A: The promotion strategy will change. In previous years, there was only a vague definition of the strategic areas and products that should be a priority in investment and trade promotion, which led to the poor use of resources and results. Now the parameters will be very clear. We will use data mining to accurately determine Mexico’s strategic products and sectors and to identify interventions to promote growth. We will analyze each region to evaluate their capability to produce added value products, which will in turn generate better jobs with better salaries for our population. Our strategy will also take into account an analysis of the global supply chains in which Mexico participates.

The Ministry of Economy follows three pillars: inclusion, diversification and innovation. Inclusion refers not just to companies that can enter global supply chains but also companies that can support the economic development of the communities where they are located. Our inclusion strategy also targets exports from more regions in Mexico, as most exports originate in just 11 or 12 metropolitan areas.

In terms of diversification, our goal is to grow the number of companies that export their products. At this point, 90 percent of all exports are done by big companies and we want SMEs to increase their participation. Moreover, five or six products represent 40 percent of Mexico’s exports, which are mainly destined for the US. We need a diversified export chain in terms of products and destinations as this will allow us to minimize risk. Regarding innovation, our goal is to be more competitive in areas with higher added value, which will also permit the generation of better work conditions in Mexico. The federal government is greatly interested in working with foreign companies to develop Mexico’s economy and capabilities.

Q: What are the main elements that manufacturing companies must take into account when investing in Mexico?

A: The first is to focus on human capital and consider whether the employees they need are available in the region in which they want to establish. The second is quality of life. When opening a branch in a different country, companies should look after the quality of life of the employees they bring with them. The third is the overall business environment. Some states in Mexico have advanced significantly in terms of transparency, certainty, rule of law, speed in opening a business and safety.

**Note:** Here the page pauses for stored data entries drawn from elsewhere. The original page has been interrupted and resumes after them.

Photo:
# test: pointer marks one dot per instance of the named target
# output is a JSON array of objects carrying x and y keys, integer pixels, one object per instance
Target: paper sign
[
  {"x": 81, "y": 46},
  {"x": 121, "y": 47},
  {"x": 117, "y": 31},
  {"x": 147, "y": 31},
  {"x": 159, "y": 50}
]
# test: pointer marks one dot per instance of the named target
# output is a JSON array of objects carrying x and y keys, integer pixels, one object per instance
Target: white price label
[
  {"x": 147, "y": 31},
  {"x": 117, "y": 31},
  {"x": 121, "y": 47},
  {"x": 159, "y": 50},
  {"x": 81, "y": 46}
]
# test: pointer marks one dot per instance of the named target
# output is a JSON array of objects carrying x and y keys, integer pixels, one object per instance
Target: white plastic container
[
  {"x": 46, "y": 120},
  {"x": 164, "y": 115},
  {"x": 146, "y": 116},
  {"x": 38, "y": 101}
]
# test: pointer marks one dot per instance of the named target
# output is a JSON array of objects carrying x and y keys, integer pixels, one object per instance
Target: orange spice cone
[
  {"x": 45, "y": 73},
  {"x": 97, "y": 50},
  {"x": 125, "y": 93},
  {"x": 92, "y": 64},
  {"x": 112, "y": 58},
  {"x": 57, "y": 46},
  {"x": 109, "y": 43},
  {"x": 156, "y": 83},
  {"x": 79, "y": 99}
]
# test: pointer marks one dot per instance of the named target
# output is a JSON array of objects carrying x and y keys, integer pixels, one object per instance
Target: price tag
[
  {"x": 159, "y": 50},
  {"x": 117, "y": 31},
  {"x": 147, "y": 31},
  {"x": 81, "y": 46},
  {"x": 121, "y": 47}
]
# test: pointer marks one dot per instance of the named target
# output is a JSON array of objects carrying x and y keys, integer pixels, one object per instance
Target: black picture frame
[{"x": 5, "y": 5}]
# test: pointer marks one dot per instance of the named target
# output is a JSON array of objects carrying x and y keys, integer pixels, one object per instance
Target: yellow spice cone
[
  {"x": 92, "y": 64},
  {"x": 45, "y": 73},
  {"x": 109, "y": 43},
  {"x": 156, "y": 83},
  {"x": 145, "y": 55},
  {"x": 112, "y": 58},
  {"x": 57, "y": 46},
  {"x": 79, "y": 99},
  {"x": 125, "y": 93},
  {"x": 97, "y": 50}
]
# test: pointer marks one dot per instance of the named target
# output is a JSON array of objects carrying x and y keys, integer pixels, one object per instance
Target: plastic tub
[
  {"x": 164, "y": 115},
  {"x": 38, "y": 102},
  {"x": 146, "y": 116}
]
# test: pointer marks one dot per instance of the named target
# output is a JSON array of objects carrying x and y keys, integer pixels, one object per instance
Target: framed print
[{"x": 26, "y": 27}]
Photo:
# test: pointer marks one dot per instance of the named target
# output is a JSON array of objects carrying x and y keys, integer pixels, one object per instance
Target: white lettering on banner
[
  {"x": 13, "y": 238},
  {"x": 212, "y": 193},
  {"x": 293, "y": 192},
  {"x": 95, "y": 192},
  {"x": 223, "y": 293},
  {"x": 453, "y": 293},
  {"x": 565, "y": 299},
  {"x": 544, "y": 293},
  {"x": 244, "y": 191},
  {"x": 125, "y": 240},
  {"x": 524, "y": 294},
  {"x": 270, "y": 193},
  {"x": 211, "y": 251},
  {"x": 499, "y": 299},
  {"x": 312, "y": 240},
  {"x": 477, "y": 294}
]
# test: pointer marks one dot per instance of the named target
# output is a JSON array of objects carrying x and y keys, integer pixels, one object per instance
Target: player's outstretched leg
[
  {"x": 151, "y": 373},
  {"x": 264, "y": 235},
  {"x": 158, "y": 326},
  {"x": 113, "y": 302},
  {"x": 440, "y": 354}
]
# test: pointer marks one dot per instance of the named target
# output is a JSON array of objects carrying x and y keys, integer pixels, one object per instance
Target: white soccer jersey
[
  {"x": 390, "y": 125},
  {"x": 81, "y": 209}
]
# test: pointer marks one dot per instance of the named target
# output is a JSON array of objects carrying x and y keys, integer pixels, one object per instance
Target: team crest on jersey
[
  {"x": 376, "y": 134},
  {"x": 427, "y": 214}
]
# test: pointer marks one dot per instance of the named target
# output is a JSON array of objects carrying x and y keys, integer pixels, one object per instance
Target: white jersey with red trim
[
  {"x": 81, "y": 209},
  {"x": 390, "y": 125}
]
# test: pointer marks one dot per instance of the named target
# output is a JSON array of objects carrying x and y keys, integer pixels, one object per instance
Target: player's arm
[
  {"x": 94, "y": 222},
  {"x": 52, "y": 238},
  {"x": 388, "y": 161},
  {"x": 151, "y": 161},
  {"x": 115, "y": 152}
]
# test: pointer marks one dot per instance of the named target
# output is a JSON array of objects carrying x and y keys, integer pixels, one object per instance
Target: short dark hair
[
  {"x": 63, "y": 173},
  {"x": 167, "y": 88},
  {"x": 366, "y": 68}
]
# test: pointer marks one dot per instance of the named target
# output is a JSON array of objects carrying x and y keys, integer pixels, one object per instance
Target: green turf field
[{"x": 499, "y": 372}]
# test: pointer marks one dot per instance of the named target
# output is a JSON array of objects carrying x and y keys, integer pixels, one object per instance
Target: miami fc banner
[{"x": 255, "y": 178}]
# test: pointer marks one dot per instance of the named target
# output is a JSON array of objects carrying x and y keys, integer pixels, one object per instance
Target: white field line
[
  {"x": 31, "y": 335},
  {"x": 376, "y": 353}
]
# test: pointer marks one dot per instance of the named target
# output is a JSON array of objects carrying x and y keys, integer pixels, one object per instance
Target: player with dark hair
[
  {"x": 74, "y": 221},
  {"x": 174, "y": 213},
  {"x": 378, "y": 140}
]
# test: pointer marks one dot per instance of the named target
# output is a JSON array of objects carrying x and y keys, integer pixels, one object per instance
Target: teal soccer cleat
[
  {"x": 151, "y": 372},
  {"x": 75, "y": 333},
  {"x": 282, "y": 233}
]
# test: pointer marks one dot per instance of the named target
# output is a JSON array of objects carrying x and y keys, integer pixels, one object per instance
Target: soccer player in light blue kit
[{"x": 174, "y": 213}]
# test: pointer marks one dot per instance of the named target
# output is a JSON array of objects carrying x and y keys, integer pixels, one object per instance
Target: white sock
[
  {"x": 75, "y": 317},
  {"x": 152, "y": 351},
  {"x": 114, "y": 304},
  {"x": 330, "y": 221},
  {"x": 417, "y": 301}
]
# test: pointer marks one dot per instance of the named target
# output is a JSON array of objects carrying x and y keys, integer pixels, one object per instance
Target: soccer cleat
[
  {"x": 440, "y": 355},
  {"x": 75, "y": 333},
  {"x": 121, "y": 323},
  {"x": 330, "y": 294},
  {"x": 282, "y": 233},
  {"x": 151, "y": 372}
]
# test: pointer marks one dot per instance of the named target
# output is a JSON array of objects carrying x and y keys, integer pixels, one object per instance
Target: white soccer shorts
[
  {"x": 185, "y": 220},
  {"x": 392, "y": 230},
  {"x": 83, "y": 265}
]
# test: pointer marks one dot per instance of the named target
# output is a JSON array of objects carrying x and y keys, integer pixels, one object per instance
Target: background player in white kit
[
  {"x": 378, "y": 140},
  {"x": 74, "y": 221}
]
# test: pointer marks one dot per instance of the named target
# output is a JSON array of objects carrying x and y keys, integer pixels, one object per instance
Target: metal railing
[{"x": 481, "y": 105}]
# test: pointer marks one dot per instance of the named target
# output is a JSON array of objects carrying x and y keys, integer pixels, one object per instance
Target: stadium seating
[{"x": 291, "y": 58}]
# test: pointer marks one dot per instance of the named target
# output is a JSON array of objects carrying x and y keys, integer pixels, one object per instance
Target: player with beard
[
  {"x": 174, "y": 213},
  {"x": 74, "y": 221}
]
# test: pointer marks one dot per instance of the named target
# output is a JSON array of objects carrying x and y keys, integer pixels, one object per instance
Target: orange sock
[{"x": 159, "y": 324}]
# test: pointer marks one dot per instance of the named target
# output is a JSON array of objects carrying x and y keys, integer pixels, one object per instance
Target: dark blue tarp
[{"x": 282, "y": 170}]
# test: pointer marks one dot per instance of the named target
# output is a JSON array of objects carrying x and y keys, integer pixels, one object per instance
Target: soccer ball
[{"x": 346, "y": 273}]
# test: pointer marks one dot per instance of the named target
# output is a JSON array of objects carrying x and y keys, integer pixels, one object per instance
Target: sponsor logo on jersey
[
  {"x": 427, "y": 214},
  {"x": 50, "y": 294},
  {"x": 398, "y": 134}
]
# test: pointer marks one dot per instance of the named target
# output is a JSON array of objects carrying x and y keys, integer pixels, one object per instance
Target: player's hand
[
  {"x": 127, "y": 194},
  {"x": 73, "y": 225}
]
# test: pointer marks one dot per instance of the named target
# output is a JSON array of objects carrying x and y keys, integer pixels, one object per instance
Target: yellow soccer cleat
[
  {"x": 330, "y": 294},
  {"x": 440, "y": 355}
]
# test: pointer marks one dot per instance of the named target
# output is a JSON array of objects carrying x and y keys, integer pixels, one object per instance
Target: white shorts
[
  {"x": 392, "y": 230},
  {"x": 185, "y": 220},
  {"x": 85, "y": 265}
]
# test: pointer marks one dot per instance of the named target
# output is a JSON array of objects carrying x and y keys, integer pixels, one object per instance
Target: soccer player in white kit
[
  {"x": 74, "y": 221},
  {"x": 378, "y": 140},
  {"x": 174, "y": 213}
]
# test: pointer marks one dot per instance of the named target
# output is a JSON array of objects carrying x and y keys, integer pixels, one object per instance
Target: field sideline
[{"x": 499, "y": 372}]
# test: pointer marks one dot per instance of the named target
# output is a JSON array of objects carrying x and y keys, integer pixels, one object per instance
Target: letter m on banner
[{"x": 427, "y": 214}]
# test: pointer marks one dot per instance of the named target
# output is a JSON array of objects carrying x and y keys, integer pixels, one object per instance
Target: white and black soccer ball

Q: What types of investment are necessary to improve local automotive supply chains in Mexico?

A: The automotive sector is going through a transformational process and technological changes will determine the success of automotive companies in the next few decades. Value chains in the automotive sector must adapt to these technological changes in the short term to be successful at a global level.

We are now developing a route map to understand how automotive companies can enter the value chain for electric mobility. The plan will include everything from the improvement of lithium production to attraction of battery manufacturers and how to support local governments interested in implementing electric public transport. We must also identify international financing sources and companies that might be interested in bringing production of electric-vehicle components to Mexico. This is a priority as the automotive industry is a strategic sector for the Mexican economy.